Bagikan:

JAKARTA - Label halal baru yang diterbitkan Badan Penyelenggara Jaminan Produk Halal (BPJH) Kementerian Agama menuai kontroversi. Logo halal baru berwarna ungu tersebut bukan saja dianggap terjerumus dalam budaya kearifan lokal budaya Jawa, tapi juga dinilai tak mencerminkan keislaman.

Bahkan selain tak bisa dibaca jelas, tulisan Arab itu justru terbaca halaaka yang artinya malapetaka.

Menanggapi polemik ini, Anggota Komisi VIII DPR Fraksi PKS Hidayat Nur Wahid (HNW) menyarankan agar logo halal baru yang dikeluarkan Kemenag kembali menggunakan logo halal Majelis Ulama Indonesia (MUI).

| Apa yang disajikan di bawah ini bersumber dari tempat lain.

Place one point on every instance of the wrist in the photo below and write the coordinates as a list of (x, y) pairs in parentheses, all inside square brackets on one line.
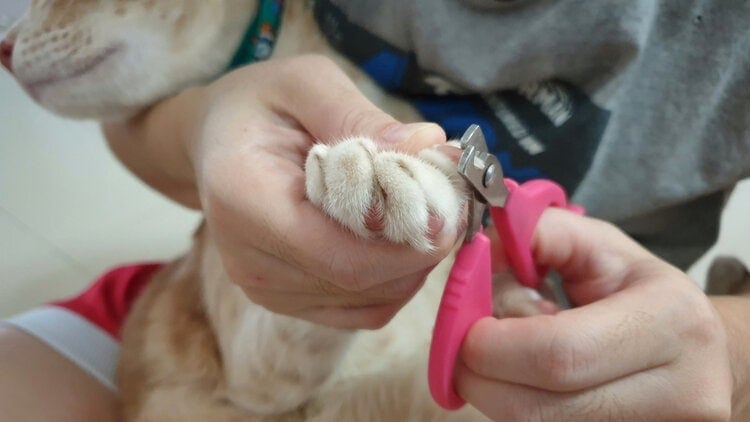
[(735, 314)]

"Di dalam Undang-Undang JPH tidak ada perintah untuk mengubah secara radikal terhadap logo yang ada. Itu enggak ada. Karenanya, yang bijak adalah lanjutkan yang sebelumnya," ujar Hidayat di Jakarta, Jumat, 18 Maret. 

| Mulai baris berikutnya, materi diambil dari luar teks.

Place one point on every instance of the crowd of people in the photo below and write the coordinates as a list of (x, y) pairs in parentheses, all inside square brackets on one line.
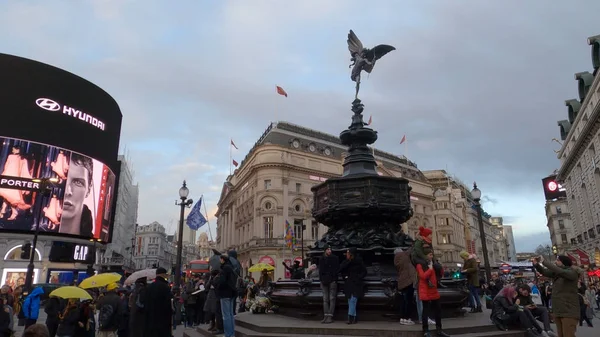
[(155, 309)]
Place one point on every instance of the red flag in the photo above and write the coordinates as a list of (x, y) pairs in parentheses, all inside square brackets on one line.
[(281, 91)]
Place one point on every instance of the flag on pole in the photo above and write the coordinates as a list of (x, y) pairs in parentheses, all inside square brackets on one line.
[(290, 238), (196, 219), (281, 91)]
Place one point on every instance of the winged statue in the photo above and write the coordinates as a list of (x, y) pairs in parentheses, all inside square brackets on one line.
[(363, 58)]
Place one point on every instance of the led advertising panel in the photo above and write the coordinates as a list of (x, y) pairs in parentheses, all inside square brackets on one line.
[(56, 125), (552, 189)]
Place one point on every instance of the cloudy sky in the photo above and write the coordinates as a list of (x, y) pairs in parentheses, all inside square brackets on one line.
[(476, 86)]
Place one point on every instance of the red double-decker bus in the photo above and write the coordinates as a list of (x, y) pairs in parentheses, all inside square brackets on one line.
[(197, 267)]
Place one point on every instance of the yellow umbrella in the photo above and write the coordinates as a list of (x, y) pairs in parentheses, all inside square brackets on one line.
[(260, 267), (71, 292), (100, 280)]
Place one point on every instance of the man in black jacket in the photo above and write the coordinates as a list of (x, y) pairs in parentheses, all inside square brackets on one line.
[(110, 311), (227, 292), (329, 267)]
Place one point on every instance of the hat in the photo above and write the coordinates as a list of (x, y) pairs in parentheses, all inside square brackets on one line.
[(565, 260), (427, 250), (112, 286), (424, 231)]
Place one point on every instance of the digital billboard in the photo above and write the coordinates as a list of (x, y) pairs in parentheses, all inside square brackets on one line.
[(56, 125), (553, 189)]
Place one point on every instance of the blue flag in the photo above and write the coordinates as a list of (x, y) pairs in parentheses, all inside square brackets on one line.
[(196, 219)]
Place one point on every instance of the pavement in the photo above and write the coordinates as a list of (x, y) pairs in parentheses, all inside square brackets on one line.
[(583, 331)]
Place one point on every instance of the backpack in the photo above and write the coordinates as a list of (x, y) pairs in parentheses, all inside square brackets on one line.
[(106, 315)]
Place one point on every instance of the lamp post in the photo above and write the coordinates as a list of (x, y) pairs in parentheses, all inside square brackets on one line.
[(476, 194), (185, 202), (44, 184)]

Apalagi, lanjut Hidayat, pembahasan terkait perubahan logo halal itu juga tidak melibatkan DPR sebagai mitra kerja Kemenag. Padahal, sosialisasi logo baru tersebut menggunakan anggaran yang perlu persetujuan parlemen.

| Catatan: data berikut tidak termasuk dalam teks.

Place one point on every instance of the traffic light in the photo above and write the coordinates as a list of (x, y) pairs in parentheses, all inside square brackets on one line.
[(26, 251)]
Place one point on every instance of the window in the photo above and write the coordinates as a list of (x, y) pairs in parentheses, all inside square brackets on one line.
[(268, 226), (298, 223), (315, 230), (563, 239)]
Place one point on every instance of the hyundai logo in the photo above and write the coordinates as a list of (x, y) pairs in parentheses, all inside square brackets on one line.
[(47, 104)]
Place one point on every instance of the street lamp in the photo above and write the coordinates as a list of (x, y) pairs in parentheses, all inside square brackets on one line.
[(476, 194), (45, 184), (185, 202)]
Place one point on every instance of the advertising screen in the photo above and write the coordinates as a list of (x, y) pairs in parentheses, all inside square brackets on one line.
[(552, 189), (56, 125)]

"Semestinya Kemenag ketika melakukan perubahan ini tentunya dibawa juga ke DPR, dibahas dengan DPR, tetapi ini tidak pernah dibahas dengan DPR. Sosialisasi (logo halal baru) ini kan perlu anggaran dan sebagainya," jelas Hidayat yang akrab disapa HNW itu.Â

Wakil Ketua MPR itu mengatakan, logo halal di banyak negara mencantumkan tulisan halal dalam bahasa Arab dengan khot naskhi yang sangat jelas sehingga orang mudah menemukan dan melihat bacaan halal. Sedangkan warna hijau adalah warna yang telah dipahami secara umum sebagai simbol warna umat Islam.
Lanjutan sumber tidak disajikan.